American Artist Romaine Brooks moved among the wealthy, lesbian social circles of 1920s Paris. Living in the world of Picasso and Matisse, Brooks has been largely forgotten by mainstream culture. Yet, her contribution was an important one. She was a complicated artist who defied convention both in terms of her lesbianism, and in her radical artistic output which subverted the male gaze in an almost pre-modern figurative style.
I grasped every occasion no matter how small, to assert my independence of views
Born in 1874, Brooks had an unhappy childhood, plagued by physical and emotional abuse. She later excoriated it in her unpublished memoir, No Pleasant Memories. Her biographer Cassandra Langer summarises it thus: “Brooks had a Gothic childhood replete with a mad cousin in the attic, an abusive and cruel mother, a conservative and cold sister and an insane brother.” In 1893, when suffering neglect from her family while they lived peripatetically in Europe, she decided to escape to Paris.

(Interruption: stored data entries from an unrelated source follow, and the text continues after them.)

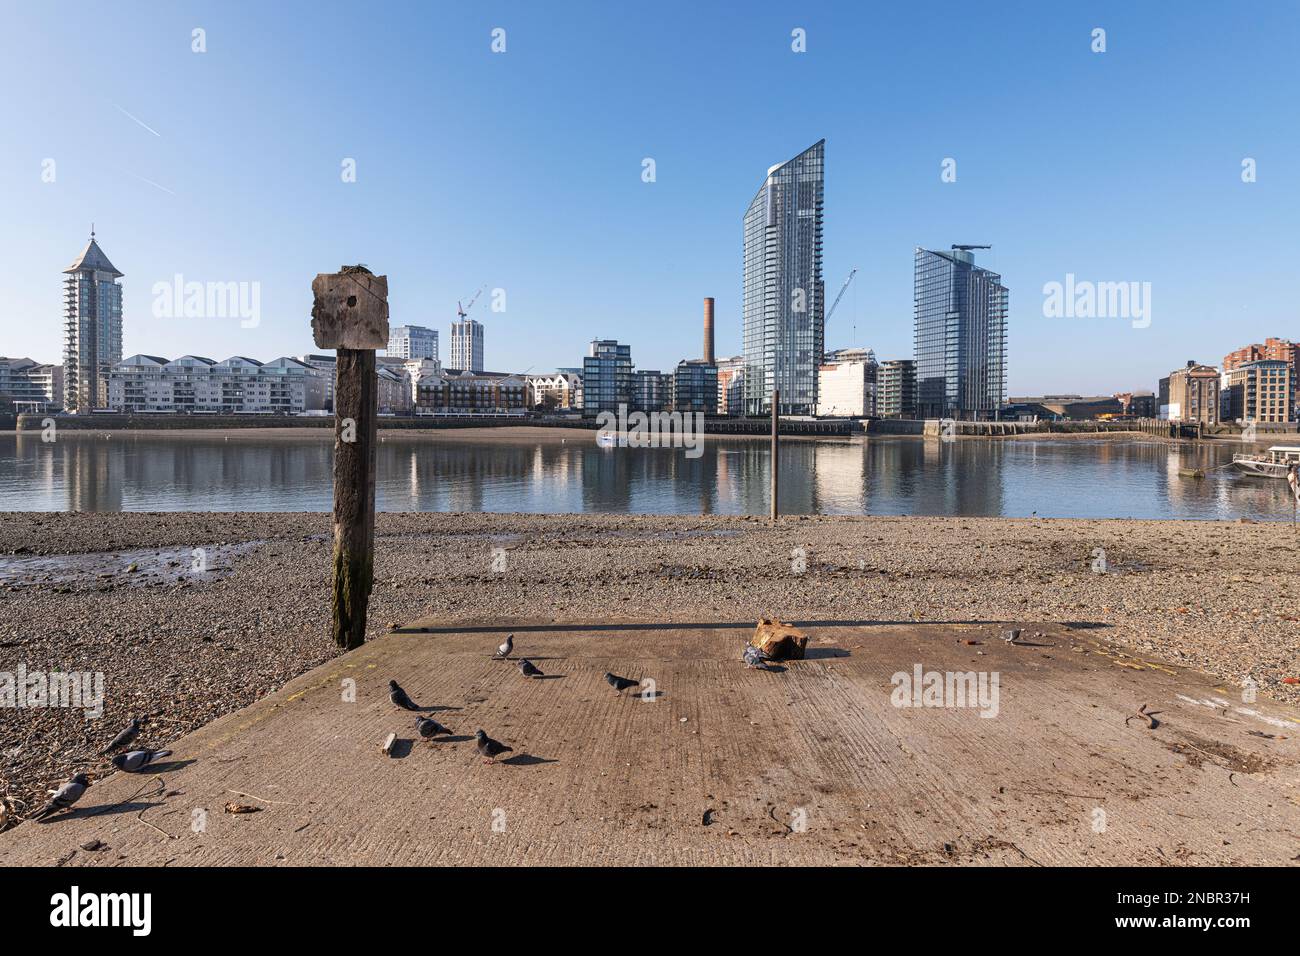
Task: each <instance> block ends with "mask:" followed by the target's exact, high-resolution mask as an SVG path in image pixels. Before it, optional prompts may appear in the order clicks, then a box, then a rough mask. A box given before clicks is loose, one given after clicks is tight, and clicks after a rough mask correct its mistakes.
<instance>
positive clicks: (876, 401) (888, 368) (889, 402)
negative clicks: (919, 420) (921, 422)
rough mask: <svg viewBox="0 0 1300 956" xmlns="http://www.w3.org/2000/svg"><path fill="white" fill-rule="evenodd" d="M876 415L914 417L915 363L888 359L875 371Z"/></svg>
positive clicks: (913, 362) (882, 415) (915, 380)
mask: <svg viewBox="0 0 1300 956" xmlns="http://www.w3.org/2000/svg"><path fill="white" fill-rule="evenodd" d="M876 415H878V416H879V418H883V419H914V418H917V363H915V362H913V360H911V359H889V360H888V362H883V363H880V368H879V369H878V372H876Z"/></svg>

After some time living and studying in Paris – then later Rome and Capri – Brooks inherited a large sum of money on her mother’s death. This gave the artist the financial independence she needed to pursue the development of her craft. After a brief marriage to gay pianist John Ellingham Brooks in 1903 – the motives of which still perplex scholars today – she embraced her lesbianism and increasingly eschewed the physicality of feminine stereotypes in her artistic work.

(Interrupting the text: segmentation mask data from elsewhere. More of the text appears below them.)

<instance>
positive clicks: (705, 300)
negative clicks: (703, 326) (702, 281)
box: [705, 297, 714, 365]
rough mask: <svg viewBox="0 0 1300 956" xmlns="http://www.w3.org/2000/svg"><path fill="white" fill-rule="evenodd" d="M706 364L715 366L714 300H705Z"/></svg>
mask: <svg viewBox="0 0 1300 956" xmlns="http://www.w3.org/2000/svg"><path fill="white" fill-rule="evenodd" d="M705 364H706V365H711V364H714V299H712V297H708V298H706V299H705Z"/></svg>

She was one of the first modern artists to depict women’s resistance to patriarchal representations of the female in art… She understood that women in art had been treated as objects rather than subjects. She made it her mission to change all that. – Cassandra Langer
By 1910, Brooks was a confident artist, working in her – now recognisable – grey palette. She returned to Paris and put on her first ever solo show at the Gallery Durand-Ruel. Amongst thirteen paintings, White Azaleas was the piece that caused a stir. It depicts a nude woman reclining in front of a series of Japanese style prints, a large bunch of white azaleas beside her. This nude is remarkable for the subject’s nonchalance: she gazes into the distance, not seemingly making any concerted effort to entice the viewer. This painting has often been likened to Manet’s Olympia and Goya’s La maja desnuda. Whereas these paintings use devices to directly engage the viewer – and sexually appeal – through pose and eye contact, Brooks rejects the male gaze. Her painting is radical because it alludes to lesbian desire without making eroticism the sole focus of the piece. She does not prioritise the figure, who is simply part of a scene in which the white flowers stand out among an austere monochrome palette. This indifference to the viewer pervades her art – in particular, her portraits.

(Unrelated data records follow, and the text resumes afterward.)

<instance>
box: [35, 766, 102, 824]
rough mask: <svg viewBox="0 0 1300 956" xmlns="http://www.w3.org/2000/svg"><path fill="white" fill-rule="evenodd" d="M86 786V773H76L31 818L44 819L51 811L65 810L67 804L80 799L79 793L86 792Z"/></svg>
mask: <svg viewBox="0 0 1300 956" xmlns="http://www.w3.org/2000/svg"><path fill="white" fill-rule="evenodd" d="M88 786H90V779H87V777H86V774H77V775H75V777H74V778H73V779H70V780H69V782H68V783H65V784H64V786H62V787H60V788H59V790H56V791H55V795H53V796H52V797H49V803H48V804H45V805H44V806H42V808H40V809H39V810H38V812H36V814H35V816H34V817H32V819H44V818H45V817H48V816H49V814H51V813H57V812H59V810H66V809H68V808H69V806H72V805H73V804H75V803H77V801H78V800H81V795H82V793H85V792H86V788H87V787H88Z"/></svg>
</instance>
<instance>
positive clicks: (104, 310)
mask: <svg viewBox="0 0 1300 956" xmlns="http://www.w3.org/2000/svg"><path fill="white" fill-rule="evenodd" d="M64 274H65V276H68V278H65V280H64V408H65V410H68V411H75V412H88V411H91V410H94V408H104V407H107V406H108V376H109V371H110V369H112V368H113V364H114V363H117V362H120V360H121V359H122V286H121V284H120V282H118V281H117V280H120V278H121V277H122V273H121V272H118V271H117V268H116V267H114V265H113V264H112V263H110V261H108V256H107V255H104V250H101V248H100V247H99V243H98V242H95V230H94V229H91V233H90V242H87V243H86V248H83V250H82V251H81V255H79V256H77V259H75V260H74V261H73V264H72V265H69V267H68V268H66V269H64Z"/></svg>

When Brooks began a lifelong relationship with writer Natalie Barney in 1915, she was thrown into a social circle of “sexually and financially independent expatriate women in Paris.” She painted many of them during the 1920s. Indeed, when Truman Capote visited the artist’s studio in the 1940s he (somewhat tactlessly) touted it “the all-time ultimate gallery of all the famous dykes from 1880 to 1935 or thereabouts.”
Throughout her career, Brooks painted women, and in doing so, molded a new shape for the 21st century lesbian — sometimes sexual, sometimes not, sometime masculine, sometimes feminine, and not really all too concerned about your prognosis. – Priscilla Frank
Brooks’ portrait of British artist Gluck, entitled Peter, a Young English Girl, is beautifully androgynous. Like many of her contemporaries, Gluck had cropped hair and wore men’s suits as an indication of her sexuality. From a distance, the sitter looks like a man, but on closer inspection her sharp and delicate features reveal a femininity. She is self-assured and poised, exquisitely rendered with Brooks’ favoured grey hues that breathe vitality into her subjects.
Brooks’ 1923 Self-Portrait is similarly angular, androgynous and undeterred by the viewer. Holland Cotter remarked: “She’s not passively inviting your approach; she’s deciding whether you’re worth bothering with. Chances are, you’re not, at least not if you’re approaching with the conventional notions of what male and female mean.”
Though much of Brooks’ art focused on individual women, she created a series of drawings that showed a remarkable talent for the surreal. These drawings were produced alongside her memoirs, and grapple with mythical creatures, angels and demons. The artist noted that they “evolved from the subconscious without premeditation.” Unity of Good and Evil (1930-34), is a whirl of restless, curving lines. Emerging from the flurry are a sleeping mother and child, with three serpents spitting behind. Whether or not this is the artist contending with her fraught childhood, as has been interpreted, these drawings are phenomenal works of art. One scholar notes that they “display a passionate intelligence that commanded the respect and admiration of some of the foremost critics of her time.”
Brooks’ works are a fascinating insight into lesbian subculture in the early twentieth century, and looking across her incredible body of work is a reminder of the tragic neglect she’s received from critics in the decades since her death. As Langer describes, “I always considered her queerness paradoxically essential and beside the point. The simple truth is she was a great artist whose work has been misinterpreted and overlooked.”